At this level, most bacteria and fungi are inactivated including slow-growing Mycobacterium tuberculosis. However, some infectious spores may remain after processing.

Bleach and alcohols are two examples of intermediate (occasionally low) level disinfectants. There are two main types of bleach; oxygen-based bleaches use hydrogen peroxide as their main active ingredient, while Chlorine-based ones rely on chlorine liberating compound like sodium hypochlorite to do the cleaning. Combining the two can result in large volumes of chlorine gas being quickly released. In a small enclosed space like a bathroom, this can kill a person! This is why people are advised not to mix cleaning products.

Low-level disinfection (LLD)

This is the most basic form of disinfection and is sometimes referred to as sanitization.
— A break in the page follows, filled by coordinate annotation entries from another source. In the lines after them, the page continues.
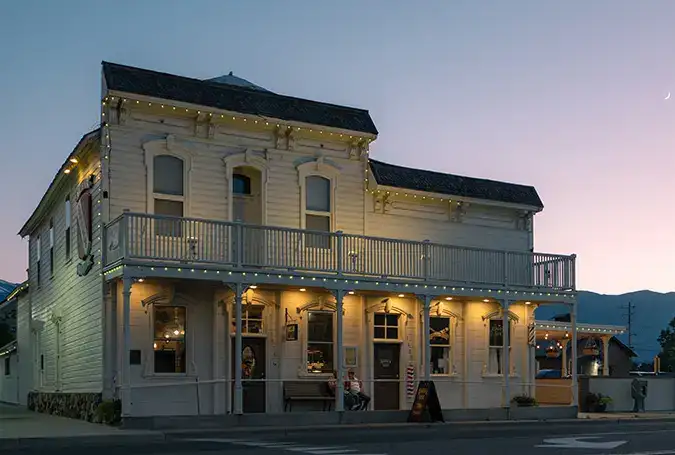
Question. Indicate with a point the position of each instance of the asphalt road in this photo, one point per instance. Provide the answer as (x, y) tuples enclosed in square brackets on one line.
[(581, 438)]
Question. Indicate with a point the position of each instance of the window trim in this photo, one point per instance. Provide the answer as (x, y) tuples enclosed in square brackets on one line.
[(167, 147), (385, 326), (318, 168), (252, 159), (452, 326), (499, 316), (151, 360), (67, 232), (305, 343)]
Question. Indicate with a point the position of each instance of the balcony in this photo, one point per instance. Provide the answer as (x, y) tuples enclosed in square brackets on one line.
[(161, 240)]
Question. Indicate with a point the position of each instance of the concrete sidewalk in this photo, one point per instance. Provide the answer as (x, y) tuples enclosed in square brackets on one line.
[(22, 428)]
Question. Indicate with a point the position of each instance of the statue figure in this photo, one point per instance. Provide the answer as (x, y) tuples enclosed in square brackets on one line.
[(638, 391)]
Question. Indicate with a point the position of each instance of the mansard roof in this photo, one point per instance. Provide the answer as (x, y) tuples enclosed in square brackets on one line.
[(454, 185), (235, 98)]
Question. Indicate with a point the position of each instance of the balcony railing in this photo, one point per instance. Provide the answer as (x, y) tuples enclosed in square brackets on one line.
[(187, 240)]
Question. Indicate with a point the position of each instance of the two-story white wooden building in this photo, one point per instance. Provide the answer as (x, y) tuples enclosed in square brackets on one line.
[(214, 243)]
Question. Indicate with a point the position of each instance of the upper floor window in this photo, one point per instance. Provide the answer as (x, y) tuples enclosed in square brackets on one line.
[(51, 247), (168, 193), (38, 258), (241, 184), (318, 206), (67, 230)]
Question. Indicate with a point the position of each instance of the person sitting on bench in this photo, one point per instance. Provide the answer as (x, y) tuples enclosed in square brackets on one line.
[(354, 386)]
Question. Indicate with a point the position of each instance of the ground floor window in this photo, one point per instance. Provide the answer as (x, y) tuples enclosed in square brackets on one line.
[(496, 346), (320, 342), (169, 339), (439, 337)]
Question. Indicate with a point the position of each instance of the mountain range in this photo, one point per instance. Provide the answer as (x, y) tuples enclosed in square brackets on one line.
[(652, 311)]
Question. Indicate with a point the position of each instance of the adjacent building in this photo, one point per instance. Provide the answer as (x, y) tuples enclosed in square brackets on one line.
[(213, 243)]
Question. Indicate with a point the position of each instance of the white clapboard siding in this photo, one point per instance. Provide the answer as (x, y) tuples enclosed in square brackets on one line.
[(77, 299)]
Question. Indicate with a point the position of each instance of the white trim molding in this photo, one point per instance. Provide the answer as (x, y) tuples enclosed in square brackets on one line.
[(167, 146), (319, 167), (248, 158)]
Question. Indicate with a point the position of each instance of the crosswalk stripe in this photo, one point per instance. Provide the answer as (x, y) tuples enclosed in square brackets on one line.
[(332, 451)]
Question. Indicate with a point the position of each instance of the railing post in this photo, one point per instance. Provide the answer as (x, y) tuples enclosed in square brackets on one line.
[(573, 270), (426, 248), (340, 252), (506, 268), (239, 239)]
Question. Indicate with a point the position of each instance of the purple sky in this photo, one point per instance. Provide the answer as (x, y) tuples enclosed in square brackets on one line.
[(566, 96)]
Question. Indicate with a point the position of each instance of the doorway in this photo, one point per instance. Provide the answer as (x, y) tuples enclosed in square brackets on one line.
[(253, 363), (386, 372)]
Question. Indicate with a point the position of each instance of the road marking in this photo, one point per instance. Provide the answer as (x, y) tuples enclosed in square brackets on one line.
[(580, 443), (288, 446)]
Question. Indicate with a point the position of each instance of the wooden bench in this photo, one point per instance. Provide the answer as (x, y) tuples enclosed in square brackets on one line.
[(307, 391)]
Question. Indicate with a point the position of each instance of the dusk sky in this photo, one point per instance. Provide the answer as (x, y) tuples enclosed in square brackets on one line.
[(566, 96)]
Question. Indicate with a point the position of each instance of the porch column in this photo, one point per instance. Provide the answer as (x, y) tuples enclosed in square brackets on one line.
[(605, 355), (563, 369), (126, 350), (238, 392), (426, 337), (506, 357), (575, 343), (340, 386)]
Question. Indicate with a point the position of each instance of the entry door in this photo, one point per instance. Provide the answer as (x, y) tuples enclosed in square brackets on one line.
[(386, 371), (252, 367)]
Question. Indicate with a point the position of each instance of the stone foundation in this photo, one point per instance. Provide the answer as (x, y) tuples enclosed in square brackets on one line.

While many bacteria are inactivated by such processing, M. tuberculosis may survive as may some fungi and spores.

Basic cleaning

At its most basic, cleaning is the simple removal of surface soil and debris from an object (like doing the washing up!). Surface soil can impede the ingress of steam or chemical sterilants, making sterilization processes ineffective. As such, Simple cleaning serves as the foundation for all other decontamination processes. Washing items in water and detergent can be a simple and effective technique. Using enzymes also means a lower temperature can be used during disinfection.

The presence of enzymes in biological detergents is why washing up gloves are important; over a lifetime of exposure, the enzymes in biological dish soap can wreak havoc on your skin!

The utility of some common disinfectants is summarized below:

Table with 7 rows and three columns named: “Agent”, “Disinfection level”, and “Comment”. First agent, glutaraldehyde, has a high disinfection level, needs 0.2% concentration for H L D, can irreversibly bind proteins to the surface of processed objects, and can irritate skin and mucous membranes. Second agent, peracetic acid, has high to intermediate disinfection level, needs 0.2% concentration for H L D, can cause corrosion of metal objects, and produce environmentally safe waste after processing. Third agent, bleach, has intermediate to low disinfection level, needs 10% concentration, comes with two types: “chlorine” and “peroxide”, can corrode metal objects, and can irritate skin and mucous membranes. Fourth agent, alcohol, has intermediate disinfection level, is used on hard surfaces or on the skin, needs above 70% concentration, and denatures cell membranes and dehydrates cells. Fifth agent, iodophor, has low disinfection level, contains iodine, needs 0.1% concentration, and can be used as an antiseptic agent. Last agent, detergent, has a basic disinfection level, can be biological or non-biological, and is used to remove soil and surface debris from items.